Information Management for Aviators

With iPad in hand, pilot Joey Martin goes over documents in his electronic flight bag.

With iPad in hand, pilot Joey Martin goes over documents in his electronic flight bag.

Running aviation operations in an organization like MAF requires a lot of information to be accessed, computed, and logged. A lot! There are passenger manifests, maintenance records, aviation operations manuals, airport strip charts, aircraft manuals, procedure checklists, weight and balance tables, and maps. Those are just some of the ones I know of, and I’m not a pilot! You can imagine the pages, and pages of references and forms that it takes to keep the planes flying.

In MAF’s eastern D.R. Congo program we are starting to make the transition to an “electronic flight bag” system, which will leverage technology to reduce the pilots’ paper load, and centralize information flow. While we’re just in the early stages of the project, the idea is that the process will work something like this:

Each of our pilots has an iPad. Flight documents are generated by our flight scheduler using Wingman, a flight operations planning tool developed by MAF. These documents are stored in a shared folder on our server. Additional documents including manuals, airport strip charts, airstrip photos, and other important references are available in electronic form.

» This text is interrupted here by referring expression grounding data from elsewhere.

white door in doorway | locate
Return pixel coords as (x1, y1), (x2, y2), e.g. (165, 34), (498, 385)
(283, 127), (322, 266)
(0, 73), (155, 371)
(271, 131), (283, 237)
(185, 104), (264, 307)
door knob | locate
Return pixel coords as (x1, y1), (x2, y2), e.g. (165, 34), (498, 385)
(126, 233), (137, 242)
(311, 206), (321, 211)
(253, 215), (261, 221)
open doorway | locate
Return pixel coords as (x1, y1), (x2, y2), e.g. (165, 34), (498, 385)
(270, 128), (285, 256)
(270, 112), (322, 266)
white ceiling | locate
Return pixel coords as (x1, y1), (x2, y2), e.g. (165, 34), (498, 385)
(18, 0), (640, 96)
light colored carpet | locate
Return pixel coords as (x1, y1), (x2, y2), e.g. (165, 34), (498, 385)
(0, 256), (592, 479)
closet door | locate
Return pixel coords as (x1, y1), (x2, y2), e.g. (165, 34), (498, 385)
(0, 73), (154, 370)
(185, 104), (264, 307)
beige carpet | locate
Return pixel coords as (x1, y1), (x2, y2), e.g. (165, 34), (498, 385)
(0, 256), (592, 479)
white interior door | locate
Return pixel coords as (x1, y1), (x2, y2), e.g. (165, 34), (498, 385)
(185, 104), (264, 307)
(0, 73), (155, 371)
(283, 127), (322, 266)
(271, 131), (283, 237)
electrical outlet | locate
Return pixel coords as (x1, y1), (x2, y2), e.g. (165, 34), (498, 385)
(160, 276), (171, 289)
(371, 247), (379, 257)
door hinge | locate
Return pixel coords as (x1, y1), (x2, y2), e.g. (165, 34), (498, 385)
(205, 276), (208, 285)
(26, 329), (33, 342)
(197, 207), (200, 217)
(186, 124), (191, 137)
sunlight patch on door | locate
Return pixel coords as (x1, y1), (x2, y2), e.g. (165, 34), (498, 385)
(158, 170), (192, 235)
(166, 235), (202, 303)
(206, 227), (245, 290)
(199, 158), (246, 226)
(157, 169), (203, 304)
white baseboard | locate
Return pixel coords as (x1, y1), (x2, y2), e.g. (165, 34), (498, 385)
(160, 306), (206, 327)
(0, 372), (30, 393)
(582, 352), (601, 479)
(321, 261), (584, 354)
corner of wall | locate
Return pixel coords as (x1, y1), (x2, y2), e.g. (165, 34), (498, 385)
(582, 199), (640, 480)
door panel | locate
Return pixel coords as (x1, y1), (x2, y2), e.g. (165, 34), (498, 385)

In the morning before a pilot takes off on his first flight he connects to the wireless network with his iPad, and synchronizes it with the file server. In mere seconds he has all the flight documents he needs for the day. He taps a link, and pulls up the latest weather satellite photos. Maybe he even fires off a last-minute email before heading to the plane.

Throughout the day, all the flight documents are filled out electronically. Signatures are captured by signing on the iPad touchscreen with a finger or stylus. If an airstrip chart needs to be updated, a proposed change can be annotated in the document. If the plane has a mechanical problem, the pilot can type in a search term and quickly find the relevant section of the manual.

At the end of the day the pilot connects his iPad to the wireless network, and syncs again. All the completed documents are sent to the server where everyone who needs to work with them has access, and where they will be backed up.

You might be wondering what the point is in all this. Well, it’s our hope that by implementing new information technologies–wireless networks, servers, databases, and iPads—our operations will become more streamlined and efficient. With the electronic flight bag system in place pilots will spend less time doing paperwork, information will be more easily accessible, and records will be stored securely. It will also free up a bit of weight and space in the cockpit. Ultimately we hope it helps us to better serve the partners we fly, and the people of Congo.

1 Comment

  • Avatar Dave Darval says:

    I’ve been an airline pilot for about 25 years, and only recently – the last 5 years or so – have been using an EFB…Electronic Flight Bag…in my job. It lightens my load, both literally and figuratively. And it’s a great organizational tool. When I worked as an MAF pilot in Latin America, the only computer I had was a Compaq word processor – great for prayer letters to supporters but not very capable otherwise. And I didn’t have Internet access until 9 years after leaving MAF. But the iPad, as well as other digital technology, is a real blessing to God’s servants in the field. It allows a level of communication and information transport that was unheard of just 20 years ago. I’m so glad that today’s information-age MAFers have it available to lighten their load.